Case analysis of circuit breakers
Years of on-site accident statistics on circuit breakers indicate that the main types of operational accidents are as follows:;
(1) Operation failure;
(2) Insulation fault;
(3) Poor opening and closing performance;
(4) Poor conductivity.
The causes of accidents can generally be roughly divided into two categories: technical reasons and work reasons. The so-called technical reasons refer to defects in the product itself or operation mode; The so-called work reasons refer to the worker's negligence that caused these defects. This section will analyze the reasons for these two aspects.
Analysis of Technical Causes of Accidents
（1） Operation failure
Operation failure manifests as circuit breaker dragging or misoperation. Due to the fact that the most basic and important function of high-voltage circuit breakers is to operate correctly and quickly cut off power grid faults. If the circuit breaker is dragged or mistakenly operated, it will pose a serious threat to the power grid, mainly: ①) expanding the scope of accident impact, which may cause only one circuit fault to expand to the entire busbar, or even power outages for the entire substation and factory; ② If the fault removal time is extended, it will affect the stable operation of the system and aggravate the degree of damage to the controlled equipment; ③ Causing non full phase operation. The result often leads to abnormal operation and oscillation of power grid protection, which can easily escalate into system accidents or large-scale power outages. For example. During the shutdown and cracking operation of a small generator in a certain power plant, the sleeve SW2-220 type low oil circuit breaker rod strength was insufficient and broke, and phase B was not disconnected, resulting in non full phase operation. Spark discharge occurred in the neutral point gap of the No. 4 main transformer, and the arc affected the 220kV east lower busbar, causing the differential protection of the busbar to act. The No. 2 generator and two lines tripped, and due to the influence of negative sequence current, the main insulation of the rotor magnetic poles of the generator was almost completely damaged.
The main reasons for operational failure are:
(1) Defects in the operating mechanism;
(2) Mechanical defects in the circuit breaker body;
(3) Operation (control) power supply defect.
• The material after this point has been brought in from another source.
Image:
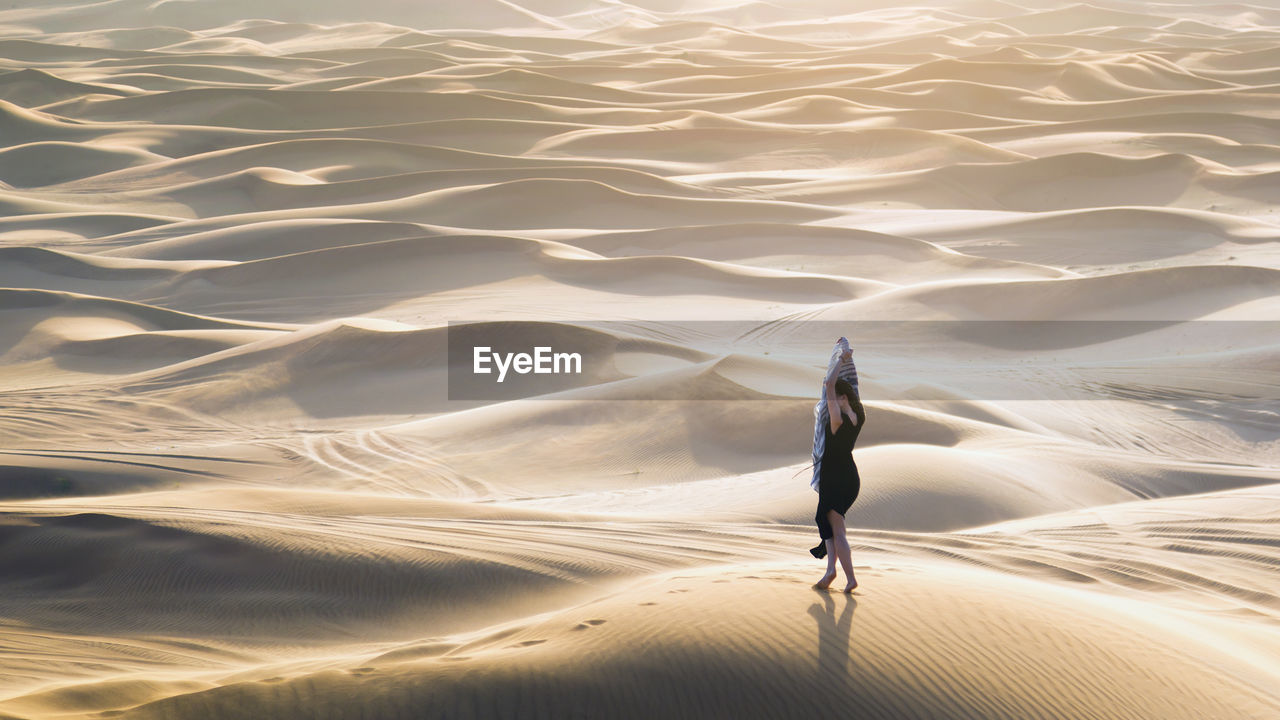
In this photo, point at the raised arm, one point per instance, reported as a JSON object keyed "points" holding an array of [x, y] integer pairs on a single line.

The specific analysis is as follows.
1. Defective operating mechanism.
The operating mechanism includes electromagnetic mechanism, spring mechanism, and hydraulic mechanism
On site statistics indicate that defects in the operating mechanism are the main cause of operational failure, accounting for approximately 70%. The main cause of mechanical failures in electromagnetic and spring mechanisms is jamming and inflexibility. The jamming here may be due to the inflexibility of the original assembly adjustment, or it may be caused by poor maintenance. Another reason for the mechanical failure of the mechanism is improper adjustment of the locking buckle. The self tripping (tripping) of the circuit breaker during operation is mostly due to this type of reason. Loose or misaligned connection parts are mostly due to loose screws, improperly fastened pins, or defects in the original anti loosening structure. It is worth noting that loosening and displacement faults far outweigh component damage, indicating that preventing loosening is no less important than preventing component damage.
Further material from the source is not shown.